Reeves: ... It's a challenge. ... The role [starts] more alien than human and kind of [goes] to more human than alien. So ... that seemed like fun to do. ... I was just trying to have this kind of separateness between his [consciousness]--something behind the eyes--[and his body]. Kind of having none of your traditional behavioral cues in the beginning. But not ... a neutral affect. Like, there's something involved there. I mean, in the beginning he's quite sinister. He has been shot. So, you know, I think that there's something behind those eyes that ... it's not an empty kind of thing or neutral. ... I was just trying, I guess, to have both, you know: kind of have a real character there. Have something existing there. ...
A big key difference that I see between the first version of the movie and this one is that in the end of the first one, Klaatu actually stands in front of the ship and says it's up to you. In this one, the only people who know that are the scientists and the child, and it's a private message. Why the change?
Reeves: Right. It's up to you, but also I've got a big stick. ...
Derrickson: ... This is something that was definitely talked about. First of all, the movie's not clear about how long this power is going to be shut off. ... That's one of the things that I like that's open-ended about it. I definitely think that the original ending, I've never been able personally to unpack the end message that he even gives, just because of what Keanu just said. It is a very "give peace a chance" thing, "It's up to you." And then at the end, "If you don't, we will kill you." ...
Reeves: Still Old Testament. Back to the Old Testament.

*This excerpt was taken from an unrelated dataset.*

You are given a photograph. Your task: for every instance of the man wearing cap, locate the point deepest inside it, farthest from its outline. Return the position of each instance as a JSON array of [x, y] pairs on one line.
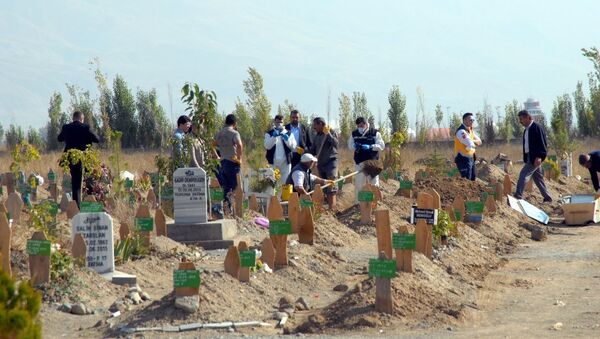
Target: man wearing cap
[[325, 145], [535, 150], [366, 142], [301, 134], [279, 143], [465, 141], [591, 161], [301, 177]]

Derrickson: And some people have accused the original of being a fascist film, because of that thing, or a very "peace through strength" message. ...

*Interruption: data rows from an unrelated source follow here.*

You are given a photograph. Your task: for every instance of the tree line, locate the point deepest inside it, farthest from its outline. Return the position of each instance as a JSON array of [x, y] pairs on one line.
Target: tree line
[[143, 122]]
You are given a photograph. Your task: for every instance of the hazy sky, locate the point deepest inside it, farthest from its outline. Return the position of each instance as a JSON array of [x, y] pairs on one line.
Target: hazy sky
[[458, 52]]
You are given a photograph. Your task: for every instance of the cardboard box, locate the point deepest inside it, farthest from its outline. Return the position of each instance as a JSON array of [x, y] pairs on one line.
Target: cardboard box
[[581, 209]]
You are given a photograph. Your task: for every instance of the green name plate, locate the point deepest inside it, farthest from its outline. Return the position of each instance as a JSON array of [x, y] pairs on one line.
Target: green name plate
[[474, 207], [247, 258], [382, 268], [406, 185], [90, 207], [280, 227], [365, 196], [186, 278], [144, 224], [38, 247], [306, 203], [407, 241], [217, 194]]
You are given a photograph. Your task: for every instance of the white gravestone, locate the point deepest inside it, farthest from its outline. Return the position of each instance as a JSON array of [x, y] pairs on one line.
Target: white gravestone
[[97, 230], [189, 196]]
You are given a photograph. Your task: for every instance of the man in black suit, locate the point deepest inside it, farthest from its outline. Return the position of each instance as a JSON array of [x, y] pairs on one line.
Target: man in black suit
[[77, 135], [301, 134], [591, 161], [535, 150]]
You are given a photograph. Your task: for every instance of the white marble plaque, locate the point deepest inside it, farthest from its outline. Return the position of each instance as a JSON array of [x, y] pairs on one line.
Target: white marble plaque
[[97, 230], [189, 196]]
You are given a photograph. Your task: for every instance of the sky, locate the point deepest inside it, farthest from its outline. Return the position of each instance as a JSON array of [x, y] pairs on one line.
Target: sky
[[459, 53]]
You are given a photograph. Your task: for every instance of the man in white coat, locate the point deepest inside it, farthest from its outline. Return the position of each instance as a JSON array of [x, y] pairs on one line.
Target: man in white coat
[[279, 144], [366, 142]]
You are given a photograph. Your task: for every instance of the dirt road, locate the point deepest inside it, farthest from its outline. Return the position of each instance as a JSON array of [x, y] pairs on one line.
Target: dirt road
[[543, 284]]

I do think that the didactic nature of the ending, you know, of just the directness of "Here's the message, here's the message" to the audience. Modern audiences won't stand for that. ...
I like very much the idea of being able to put forth images and put forth ideas and let the audience go away and make of it what they will. And the attempt in this movie was not to deliver a message. It was to deliver a picture of where we are. And what I love about the ending is that Klaatu does make this big sacrifice. He does say to them, "It's going to come at a price to you and your way of life." And that the issues that the movie is talking about, you know, all the crises that we're in--the military crisis, the financial crisis, the environmental crisis-- ... solving those problems will come at a price. They will demand sacrifice. And this, I think, [is] the more interesting 21st-century way to present those ideas: ... to do it visually and to do it not too directly and to put it out there in a way that lets people talk about it at the end.